General

The General tab (1) is the first thing you see when opening an assembly. It shows:
- Assembly identity — name, version, culture, public key token
- Target framework — which .NET version the assembly targets
- Architecture — AnyCPU, x64, ARM64, etc.
- Dependency table — all referenced assemblies with their versions
Text selection and copy
Section titled “Text selection and copy”The Assembly Info panel is a read-only editor. Click into it or press Tab to move focus there, then select text with click-drag or Shift + arrow keys. Press y to yank the selection to the clipboard.
You can also use vim-style text objects: iw selects the word under the cursor, iW selects a whitespace-delimited WORD (handy for grabbing a version string or assembly name in one keystroke). yiw and yiW select and copy in one motion. V selects the entire line and yy copies it directly.
On the dependency table, focus a row and press y to copy it as tab-separated values. Press Tab to cycle focus between the info panel and the table.
Drill into references
Section titled “Drill into references”Select any row in the dependency table and press Enter. For .NET Core / .NET 5+ assemblies, dotsider searches the app directory, the .NET shared framework, and any single-file bundles in scope. For .NET Framework targets it walks the framework binder — app.config redirects, GAC, the framework runtime directory, configured <codeBase>, then the application base and <probing privatePath> — so drill-in lands on the same file the runtime would load. CLR 4 roots (net40 – net48) bind out of Microsoft.NET\assembly\GAC_* and the v4.0.30319 runtime; CLR 2 roots (.NET Framework 2.0 / 3.0 / 3.5 SP1, detected from the mscorlib v2 reference) bind out of %WINDIR%\assembly and the v2.0.50727 runtime. Press Esc to return.

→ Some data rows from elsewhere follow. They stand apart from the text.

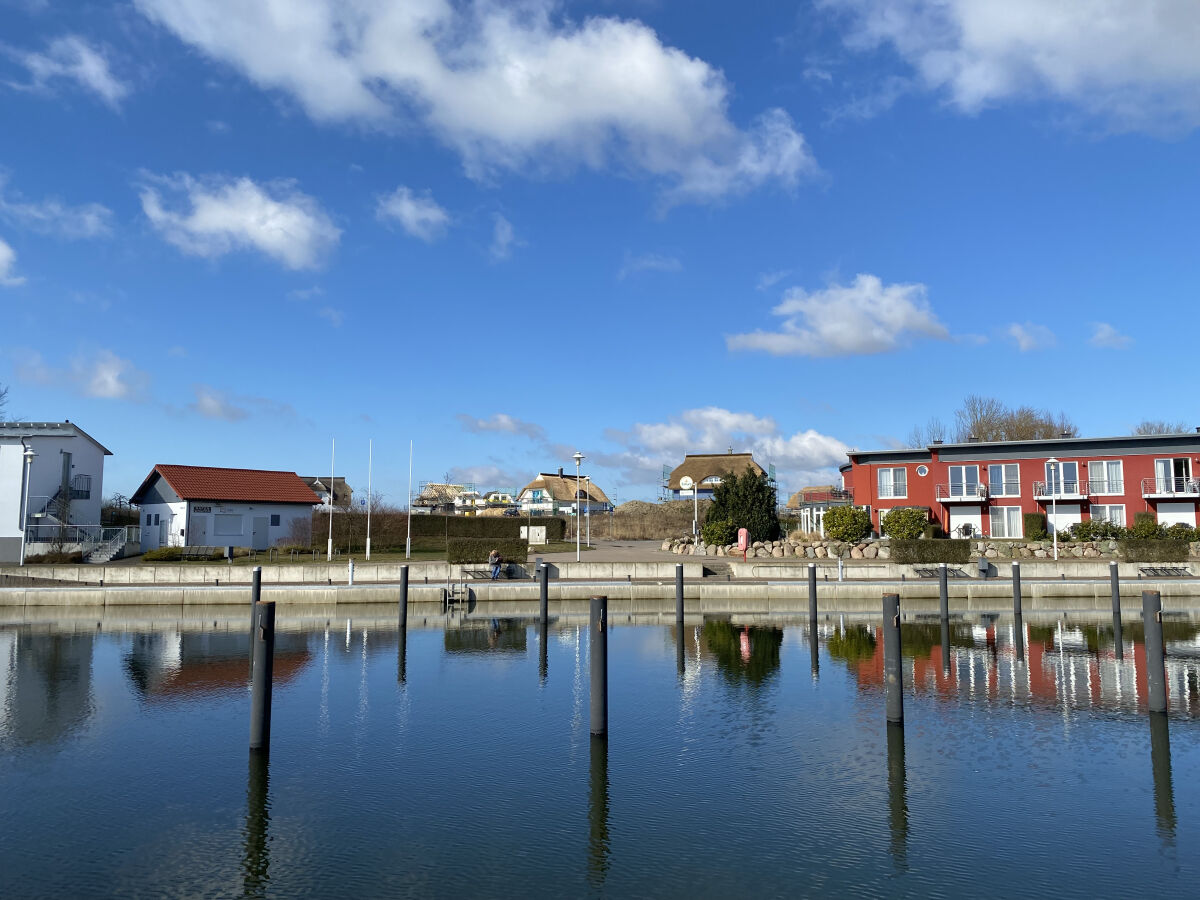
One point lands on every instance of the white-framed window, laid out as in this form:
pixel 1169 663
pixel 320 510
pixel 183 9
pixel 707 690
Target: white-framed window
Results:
pixel 1062 478
pixel 1005 480
pixel 1105 477
pixel 893 483
pixel 1006 521
pixel 964 480
pixel 226 525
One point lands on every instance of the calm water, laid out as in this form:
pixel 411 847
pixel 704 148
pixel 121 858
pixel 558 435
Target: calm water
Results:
pixel 462 766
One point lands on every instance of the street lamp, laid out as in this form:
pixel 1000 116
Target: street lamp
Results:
pixel 1054 502
pixel 24 504
pixel 579 459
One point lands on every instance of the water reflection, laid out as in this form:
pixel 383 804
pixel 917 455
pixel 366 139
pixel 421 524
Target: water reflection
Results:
pixel 1161 762
pixel 744 654
pixel 598 811
pixel 490 635
pixel 256 851
pixel 46 690
pixel 1067 664
pixel 898 796
pixel 174 665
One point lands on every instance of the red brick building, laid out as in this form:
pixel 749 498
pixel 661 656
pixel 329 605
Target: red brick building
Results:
pixel 985 487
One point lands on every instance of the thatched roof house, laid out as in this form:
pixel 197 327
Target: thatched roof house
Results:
pixel 707 471
pixel 555 492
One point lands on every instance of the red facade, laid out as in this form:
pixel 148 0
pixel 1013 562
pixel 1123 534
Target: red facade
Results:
pixel 985 487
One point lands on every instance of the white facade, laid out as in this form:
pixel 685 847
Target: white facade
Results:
pixel 66 481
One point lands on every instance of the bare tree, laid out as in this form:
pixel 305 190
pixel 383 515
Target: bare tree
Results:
pixel 989 419
pixel 1150 426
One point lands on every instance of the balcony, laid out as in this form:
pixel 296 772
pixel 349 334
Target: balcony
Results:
pixel 961 493
pixel 1168 487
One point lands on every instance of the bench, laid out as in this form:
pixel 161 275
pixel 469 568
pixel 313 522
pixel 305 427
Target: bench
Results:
pixel 1164 571
pixel 930 571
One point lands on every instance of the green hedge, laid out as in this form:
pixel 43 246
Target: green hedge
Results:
pixel 462 551
pixel 1153 551
pixel 927 551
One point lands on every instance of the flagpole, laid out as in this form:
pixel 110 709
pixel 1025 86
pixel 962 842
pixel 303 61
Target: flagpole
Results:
pixel 370 459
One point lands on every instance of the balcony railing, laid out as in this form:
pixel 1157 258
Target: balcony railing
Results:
pixel 1062 489
pixel 963 493
pixel 1170 486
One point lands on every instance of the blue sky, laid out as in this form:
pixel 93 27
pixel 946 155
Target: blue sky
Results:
pixel 231 232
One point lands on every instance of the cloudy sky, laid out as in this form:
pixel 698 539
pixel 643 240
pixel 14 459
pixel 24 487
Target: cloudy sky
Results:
pixel 233 231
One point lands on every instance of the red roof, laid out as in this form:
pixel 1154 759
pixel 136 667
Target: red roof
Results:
pixel 204 483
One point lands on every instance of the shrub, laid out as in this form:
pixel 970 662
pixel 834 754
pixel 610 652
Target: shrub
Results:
pixel 918 551
pixel 719 532
pixel 1145 527
pixel 163 555
pixel 747 501
pixel 1036 526
pixel 905 522
pixel 462 551
pixel 847 523
pixel 1153 550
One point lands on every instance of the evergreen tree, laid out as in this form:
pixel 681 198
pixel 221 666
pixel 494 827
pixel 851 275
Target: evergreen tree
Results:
pixel 748 502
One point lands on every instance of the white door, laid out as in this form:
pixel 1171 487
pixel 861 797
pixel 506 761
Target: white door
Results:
pixel 1062 516
pixel 961 517
pixel 1171 513
pixel 258 537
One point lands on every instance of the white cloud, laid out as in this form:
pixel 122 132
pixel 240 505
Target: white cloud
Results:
pixel 508 87
pixel 801 456
pixel 1133 63
pixel 1104 335
pixel 418 214
pixel 217 215
pixel 864 317
pixel 71 58
pixel 9 276
pixel 52 216
pixel 504 239
pixel 648 263
pixel 502 424
pixel 1029 336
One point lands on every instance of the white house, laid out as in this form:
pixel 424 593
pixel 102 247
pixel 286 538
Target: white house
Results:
pixel 555 492
pixel 64 487
pixel 203 507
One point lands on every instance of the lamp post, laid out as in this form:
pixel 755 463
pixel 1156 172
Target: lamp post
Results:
pixel 24 504
pixel 579 460
pixel 1054 503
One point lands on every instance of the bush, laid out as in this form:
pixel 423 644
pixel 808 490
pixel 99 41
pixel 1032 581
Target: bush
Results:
pixel 847 523
pixel 747 501
pixel 719 532
pixel 163 555
pixel 918 551
pixel 1036 526
pixel 462 551
pixel 905 522
pixel 1145 527
pixel 1153 551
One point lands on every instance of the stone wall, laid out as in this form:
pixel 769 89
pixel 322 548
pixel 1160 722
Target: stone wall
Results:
pixel 880 550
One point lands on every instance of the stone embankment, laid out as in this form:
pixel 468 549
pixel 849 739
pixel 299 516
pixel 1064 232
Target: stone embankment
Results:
pixel 783 550
pixel 880 550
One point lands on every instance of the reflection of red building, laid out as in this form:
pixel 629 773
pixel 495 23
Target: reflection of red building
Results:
pixel 1053 676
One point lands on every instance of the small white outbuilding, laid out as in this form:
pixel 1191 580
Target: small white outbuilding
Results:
pixel 205 507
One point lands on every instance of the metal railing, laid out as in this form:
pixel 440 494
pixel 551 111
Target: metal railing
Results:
pixel 1170 486
pixel 961 492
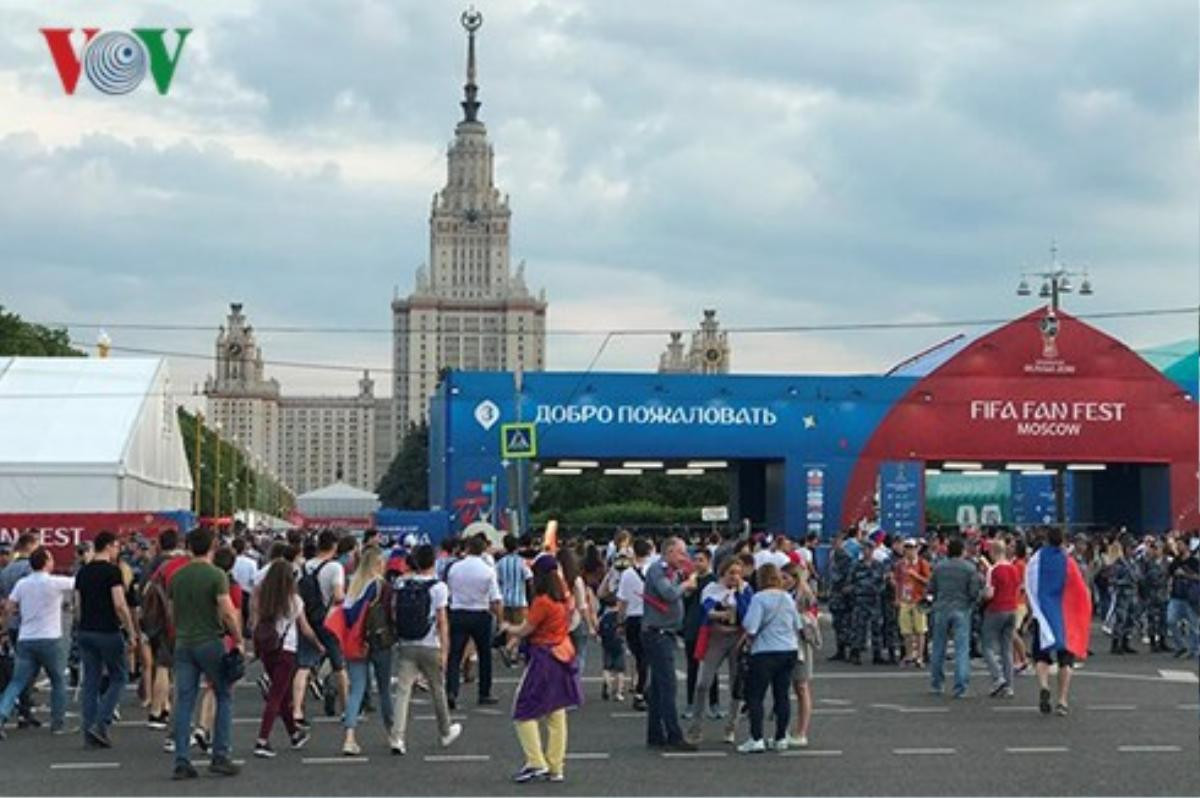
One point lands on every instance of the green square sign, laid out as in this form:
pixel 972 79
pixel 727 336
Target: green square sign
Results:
pixel 519 441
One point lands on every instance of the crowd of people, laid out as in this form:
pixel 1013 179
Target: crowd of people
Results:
pixel 359 623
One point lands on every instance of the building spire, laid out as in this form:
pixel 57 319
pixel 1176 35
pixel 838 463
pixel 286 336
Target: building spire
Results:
pixel 471 22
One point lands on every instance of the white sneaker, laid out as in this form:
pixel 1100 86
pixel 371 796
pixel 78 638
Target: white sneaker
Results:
pixel 753 747
pixel 449 738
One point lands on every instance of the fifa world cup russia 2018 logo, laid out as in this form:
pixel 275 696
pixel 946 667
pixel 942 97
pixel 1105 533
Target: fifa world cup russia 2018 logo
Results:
pixel 1049 328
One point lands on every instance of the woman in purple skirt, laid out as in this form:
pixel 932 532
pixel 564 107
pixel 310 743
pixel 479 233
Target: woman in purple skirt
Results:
pixel 551 681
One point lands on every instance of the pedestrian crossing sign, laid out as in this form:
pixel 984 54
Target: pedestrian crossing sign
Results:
pixel 519 441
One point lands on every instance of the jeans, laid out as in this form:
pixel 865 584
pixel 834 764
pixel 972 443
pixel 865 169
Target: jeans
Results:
pixel 360 675
pixel 474 625
pixel 943 619
pixel 101 653
pixel 31 655
pixel 190 663
pixel 634 639
pixel 771 670
pixel 281 669
pixel 413 661
pixel 1179 610
pixel 997 640
pixel 663 718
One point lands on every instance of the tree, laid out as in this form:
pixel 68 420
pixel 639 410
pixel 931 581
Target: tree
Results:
pixel 19 337
pixel 406 486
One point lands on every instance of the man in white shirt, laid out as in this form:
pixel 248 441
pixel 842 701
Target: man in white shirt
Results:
pixel 39 598
pixel 474 605
pixel 630 609
pixel 777 555
pixel 331 579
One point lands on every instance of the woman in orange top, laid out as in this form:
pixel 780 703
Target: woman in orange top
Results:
pixel 551 681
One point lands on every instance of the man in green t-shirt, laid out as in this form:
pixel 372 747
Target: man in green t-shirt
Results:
pixel 202 615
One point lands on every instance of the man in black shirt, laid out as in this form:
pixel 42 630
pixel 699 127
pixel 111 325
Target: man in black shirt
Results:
pixel 103 613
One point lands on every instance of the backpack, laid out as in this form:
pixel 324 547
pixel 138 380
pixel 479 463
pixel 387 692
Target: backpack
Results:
pixel 412 609
pixel 377 628
pixel 268 639
pixel 315 607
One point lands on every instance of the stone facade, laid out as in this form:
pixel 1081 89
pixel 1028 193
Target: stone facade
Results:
pixel 307 442
pixel 708 354
pixel 467 311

This lets you walk an entire dependency chain without leaving the TUI — into framework assemblies like System.Runtime or mscorlib, into assemblies bundled inside a self-contained single-file executable, or into a redirected dependency whose loaded version differs from the version its metadata recorded.
For CLR 2 roots the assembly’s TargetFrameworkAttribute is typically absent (the attribute didn’t exist before .NET 4.0), so the General tab shows an inferred-runtime label rather than (unknown), and the Dynamic tab correctly identifies the assembly as .NET Framework so EventPipe tracing isn’t offered.